The ability to focus is such a universally esteemed virtue that there must be some catch. I came to believe it is desired more because it is difficult and unnatural—as everyone who tried meditation of some sort can assert—than it is actually so valuable.

For many time-critical tasks, concentrating your mind is, of course, essential. Sports and school exams are two examples (that are also, in a sense, artificial). But for the bigger and bolder ideas, however—those that we dream will change our lives and the world—I wonder what it helps to focus. The artificiality of settings where focusing is critical explains why it is challenging for many. Probably, the mind works better in a gentle stream of information; outside of your sensory-deprivation tank.

Screen caps from Stakker Eurotechno.

A typical element of the 90s club culture was the silent projection of a video unrelated to the music.
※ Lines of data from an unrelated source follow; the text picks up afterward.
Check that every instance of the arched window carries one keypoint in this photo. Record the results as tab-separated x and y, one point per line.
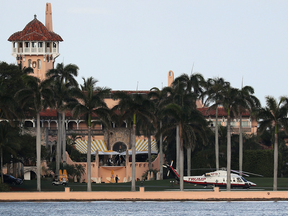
38	64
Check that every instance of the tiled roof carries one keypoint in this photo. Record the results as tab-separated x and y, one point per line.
205	111
221	112
35	31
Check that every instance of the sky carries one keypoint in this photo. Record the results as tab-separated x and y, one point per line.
133	44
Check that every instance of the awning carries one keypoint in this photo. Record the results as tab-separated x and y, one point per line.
141	146
81	146
138	152
109	152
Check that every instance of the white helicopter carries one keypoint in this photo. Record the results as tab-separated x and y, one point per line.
217	178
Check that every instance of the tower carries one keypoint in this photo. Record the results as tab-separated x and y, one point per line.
37	46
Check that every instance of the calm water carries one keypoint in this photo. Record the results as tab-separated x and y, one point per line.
145	208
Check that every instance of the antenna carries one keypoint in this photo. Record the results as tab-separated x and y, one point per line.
192	68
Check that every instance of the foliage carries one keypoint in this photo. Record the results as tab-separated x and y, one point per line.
3	187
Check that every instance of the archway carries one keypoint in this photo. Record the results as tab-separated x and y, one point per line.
119	147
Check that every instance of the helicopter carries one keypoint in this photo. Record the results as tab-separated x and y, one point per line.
217	178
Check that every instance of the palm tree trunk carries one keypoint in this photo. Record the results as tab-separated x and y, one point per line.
181	167
89	160
216	141
58	147
188	161
181	159
177	148
64	139
38	150
228	153
149	150
240	146
2	180
161	153
275	162
133	188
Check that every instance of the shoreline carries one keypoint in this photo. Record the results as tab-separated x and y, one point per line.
141	195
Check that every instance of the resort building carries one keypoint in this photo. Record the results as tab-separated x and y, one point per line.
37	46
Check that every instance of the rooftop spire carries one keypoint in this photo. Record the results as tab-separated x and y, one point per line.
48	18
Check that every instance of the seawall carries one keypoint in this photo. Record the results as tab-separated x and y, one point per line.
141	195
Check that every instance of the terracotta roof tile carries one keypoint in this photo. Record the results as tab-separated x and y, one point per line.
35	31
221	112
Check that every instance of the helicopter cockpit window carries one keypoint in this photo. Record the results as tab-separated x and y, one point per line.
244	179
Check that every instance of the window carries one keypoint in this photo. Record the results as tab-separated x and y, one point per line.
38	64
29	63
245	123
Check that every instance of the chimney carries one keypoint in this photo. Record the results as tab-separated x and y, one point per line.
48	18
It could be Stakker’s Eurotechno (then an already decade-old computer graphics video, originally with an acid house soundtrack) or Style Wars (an already 15 years old graffiti documentary). Even more extreme, I remember watching through an entire screening of Come Drink with Me (大醉俠) drowned out by techno in some long-forgotten Shanghai nightclub. The intention of this back then was probably to create a “multimedia experience” (a buzzword of the day). I think the reason it kinda works is more because of the human ability to parallel-process, than some artistic, synchronized stimuli of the senses. (I mean, it was not.)

“OK,” you say, “that’s because the brain can separate vision and hearing.” But I wonder. It feels like I can digest n = 2 zoom meetings in parallel. I wouldn’t be as sharp when commenting, but I think I’d get more than 1/n out of it. And maybe a high influx of information makes us susceptible to other types of insights? I give the final word to media theorist extraordinaire Marshall McLuhan (from an article in Playboy 😳 1968):

At IBM, a favorite slogan is “Information overload = pattern recognition,” or sudden structural awareness. A recent report about a dilemma in the Pentagon concerned the excessive influx of data collected by agents of the CIA and others. So great is the unread backlog that even the Pueblo can get lost in the IN basket. There is imminent danger of pattern recognition even in the Pentagon, the biggest filing cabinet in the world. The new Reading Dynamics or “high-speed reading” tends to build on the principle of overload as pattern recognition. The faster one reads, as every exam crammer has discovered, the more one perceives and the more one retains. (But, of course, there is the exception: “I’ll never forget what’s-his-name.”)

M McLuhan, The reversal of the overheated image, 1968.